Similar questions were asked and answered e.g. here:
- Select the top N values by group
- Get top k records per group, where k differs by group, in R data.table
Now my aim extends the there asked questions by wanting to not not select but modify a column by for the N highest values within a group that fulfil one or multiple conditions. Important hereby is that I would like to modify the column by reference ( := ) as my data.table has several hundred million rows.

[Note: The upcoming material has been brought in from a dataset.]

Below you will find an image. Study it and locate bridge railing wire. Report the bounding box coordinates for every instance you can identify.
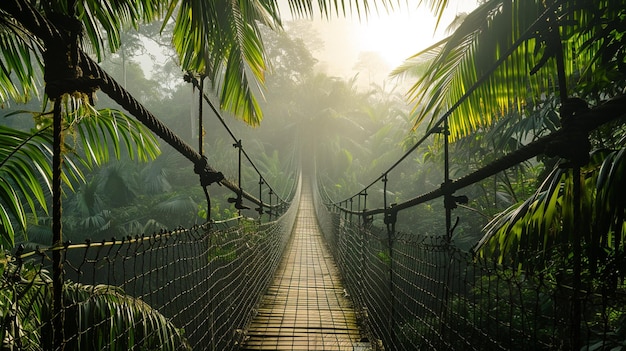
[7,175,299,350]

So far I could come up with this solution:
library(data.table)
# Create a sample data.table
dt <- data.table(x = rep(1:10, 2), y = rep(c(1:4,rep(5,5),6), 2), group = rep(c(1, 2), each = 10))
# So y is sorted
setorder(dt, group, -y)
# Is x < 8
dt[, cond := x <= 8]
# Is y within the 3 biggets y where x < 8
dt[cond == TRUE, cond_max := y %in% head(y, 3), by = group]
# "Clean" result column
dt[cond_max == TRUE, result := TRUE]
dt[, c("cond", "cond_max") := NULL]
dt
One problem is that because of duplicated values in y and as i use %in% 4 rows per group are set to be the highest 3. In case of duplicates I would like to get only the first 3 rows (similar to which.max()). Further it requires temporary columns for each condition.
As a kind of NOT working pseudo code idea:
dt <- data.table(x = rep(1:10, 2), y = rep(c(1:4,rep(5,5),6), 2), group = rep(c(1, 2), each = 10))
setorder(dt, group, -y)
#This does NOT work
dt[x <= 8][, head(.SD, 3), by=group][, result := TRUE]